Sometimes the conversations ended with us agreeing. Sometimes one or both of us made some small amount of progress in convincing the other. And sometimes things ended more or less as terribly as you might presume of online discourse. But almost every time I had one of these conversations, I learned something, even if just that it’s a mistake to judge a human being based purely on a few sentences that they’ve written on the internet.
It’s never more delightful to be wrong than when somebody turns out to be better than you gave them credit for. And it turned out that I was wrong a lot. Of course, on the occasions when I couldn’t resist being a jerk to them, they often responded in kind. But when I engaged with people respectfully, even while telling them I thought they were wrong, I hardly ever got anything but the same respect in return.

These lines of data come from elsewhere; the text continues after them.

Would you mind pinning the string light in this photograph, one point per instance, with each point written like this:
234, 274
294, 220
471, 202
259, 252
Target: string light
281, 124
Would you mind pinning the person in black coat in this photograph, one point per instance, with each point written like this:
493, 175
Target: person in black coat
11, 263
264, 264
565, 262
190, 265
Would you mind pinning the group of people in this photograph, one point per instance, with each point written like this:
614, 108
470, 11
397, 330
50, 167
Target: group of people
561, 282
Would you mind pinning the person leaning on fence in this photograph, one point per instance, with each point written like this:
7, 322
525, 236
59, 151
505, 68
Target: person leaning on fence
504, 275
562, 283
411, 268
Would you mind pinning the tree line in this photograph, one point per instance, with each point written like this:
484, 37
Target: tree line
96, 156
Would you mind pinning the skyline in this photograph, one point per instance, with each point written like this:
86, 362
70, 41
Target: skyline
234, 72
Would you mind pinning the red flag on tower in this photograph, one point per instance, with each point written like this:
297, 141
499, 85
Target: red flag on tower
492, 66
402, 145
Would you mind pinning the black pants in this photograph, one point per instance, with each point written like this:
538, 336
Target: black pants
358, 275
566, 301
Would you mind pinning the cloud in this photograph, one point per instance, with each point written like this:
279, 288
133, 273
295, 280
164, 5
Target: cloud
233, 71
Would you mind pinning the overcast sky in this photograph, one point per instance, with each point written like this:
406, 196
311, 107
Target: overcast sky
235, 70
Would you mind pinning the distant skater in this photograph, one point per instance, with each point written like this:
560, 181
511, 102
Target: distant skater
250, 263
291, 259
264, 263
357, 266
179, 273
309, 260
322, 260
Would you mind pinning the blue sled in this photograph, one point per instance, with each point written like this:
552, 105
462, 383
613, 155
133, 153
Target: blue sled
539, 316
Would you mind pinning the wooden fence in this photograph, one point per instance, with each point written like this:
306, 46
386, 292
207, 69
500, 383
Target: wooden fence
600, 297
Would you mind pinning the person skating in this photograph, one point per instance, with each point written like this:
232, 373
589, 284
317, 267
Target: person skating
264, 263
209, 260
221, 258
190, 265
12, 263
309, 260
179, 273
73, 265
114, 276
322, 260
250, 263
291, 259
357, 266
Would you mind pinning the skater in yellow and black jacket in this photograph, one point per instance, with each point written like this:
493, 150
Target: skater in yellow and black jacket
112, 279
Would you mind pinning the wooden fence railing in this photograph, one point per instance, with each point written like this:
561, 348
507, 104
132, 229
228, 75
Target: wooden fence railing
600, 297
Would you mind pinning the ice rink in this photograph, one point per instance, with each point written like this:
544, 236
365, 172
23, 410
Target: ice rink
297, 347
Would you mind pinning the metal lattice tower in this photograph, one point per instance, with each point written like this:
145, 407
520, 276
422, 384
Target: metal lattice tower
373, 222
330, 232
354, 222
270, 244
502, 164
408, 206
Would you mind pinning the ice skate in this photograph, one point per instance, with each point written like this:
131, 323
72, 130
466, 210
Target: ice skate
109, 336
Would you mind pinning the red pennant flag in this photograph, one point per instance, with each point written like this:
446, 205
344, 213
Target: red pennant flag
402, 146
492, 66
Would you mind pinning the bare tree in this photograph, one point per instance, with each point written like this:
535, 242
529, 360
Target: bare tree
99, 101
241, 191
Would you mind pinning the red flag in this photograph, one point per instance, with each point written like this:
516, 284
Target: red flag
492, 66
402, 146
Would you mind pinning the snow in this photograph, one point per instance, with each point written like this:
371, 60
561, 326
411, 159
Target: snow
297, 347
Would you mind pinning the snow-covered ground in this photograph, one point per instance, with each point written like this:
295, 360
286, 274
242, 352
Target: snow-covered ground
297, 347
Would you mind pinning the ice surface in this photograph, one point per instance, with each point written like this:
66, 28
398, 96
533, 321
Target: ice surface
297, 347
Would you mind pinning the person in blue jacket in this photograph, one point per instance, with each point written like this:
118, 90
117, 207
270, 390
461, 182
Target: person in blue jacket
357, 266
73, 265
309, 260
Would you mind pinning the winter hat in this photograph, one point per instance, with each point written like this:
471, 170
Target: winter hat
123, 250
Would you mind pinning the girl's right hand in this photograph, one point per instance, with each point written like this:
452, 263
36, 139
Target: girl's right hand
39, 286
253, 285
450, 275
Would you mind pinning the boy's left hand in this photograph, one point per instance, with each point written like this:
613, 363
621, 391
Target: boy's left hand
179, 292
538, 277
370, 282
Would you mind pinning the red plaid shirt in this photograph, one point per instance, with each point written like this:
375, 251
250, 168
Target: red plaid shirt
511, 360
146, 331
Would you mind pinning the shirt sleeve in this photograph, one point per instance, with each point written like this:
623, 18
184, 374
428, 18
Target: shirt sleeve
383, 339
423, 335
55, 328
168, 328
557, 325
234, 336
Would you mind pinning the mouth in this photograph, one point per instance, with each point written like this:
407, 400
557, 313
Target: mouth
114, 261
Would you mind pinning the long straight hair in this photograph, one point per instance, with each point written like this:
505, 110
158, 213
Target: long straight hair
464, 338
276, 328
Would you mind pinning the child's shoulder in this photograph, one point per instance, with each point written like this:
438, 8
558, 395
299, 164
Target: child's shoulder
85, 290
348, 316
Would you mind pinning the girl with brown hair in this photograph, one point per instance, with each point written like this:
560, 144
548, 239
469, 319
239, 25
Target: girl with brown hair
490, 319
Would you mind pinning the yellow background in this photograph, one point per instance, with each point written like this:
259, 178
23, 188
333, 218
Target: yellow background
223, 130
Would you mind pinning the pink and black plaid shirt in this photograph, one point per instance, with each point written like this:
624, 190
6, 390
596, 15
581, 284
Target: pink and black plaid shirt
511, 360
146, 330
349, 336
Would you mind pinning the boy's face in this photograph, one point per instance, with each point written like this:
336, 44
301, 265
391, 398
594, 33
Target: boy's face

The problem with the speed and anonymity of the internet is that it’s too easy to type a snarky comment, hit publish, and walk away from the ensuing explosion like an action-movie star. Let’s be honest; doing this feels really good. Online culture has made us pathologically quick to dismiss people as racists and transphobes, communists and fascists, and all we achieve by doing so is make ourselves dumber, weaker and unhappier.
These drive-by arguments don’t challenge us to question our beliefs or reckon with the fact that there’s a human being on the other side of the screen. There’s no need to consider a perspective that differs from our own or engage with people who don’t tell us what we want to hear. We can approach every conversation as a zero-sum game, every disagreement as oppression, and every misplaced word as an attack.
But every time we go against this instinct, we fulfil the promise of what the internet could have been before we decided to use it for porn and memes and cancelling people. It can help us to connect with people and ideas we might never have come across otherwise. It can help us to overcome our biases and blind spots. It can help us to be better human beings.
So next time you read something that makes your blood boil, why not take advantage of the opportunity? Instead of skipping past it, why not engage? Why not see if you can express precisely why you disagree? And if you never come across anything online you disagree with, why not get out there and live a little? I can’t promise that it’ll always be comfortable, but there’s every chance you’ll learn, grow, and best of all, meet some interesting people along the way.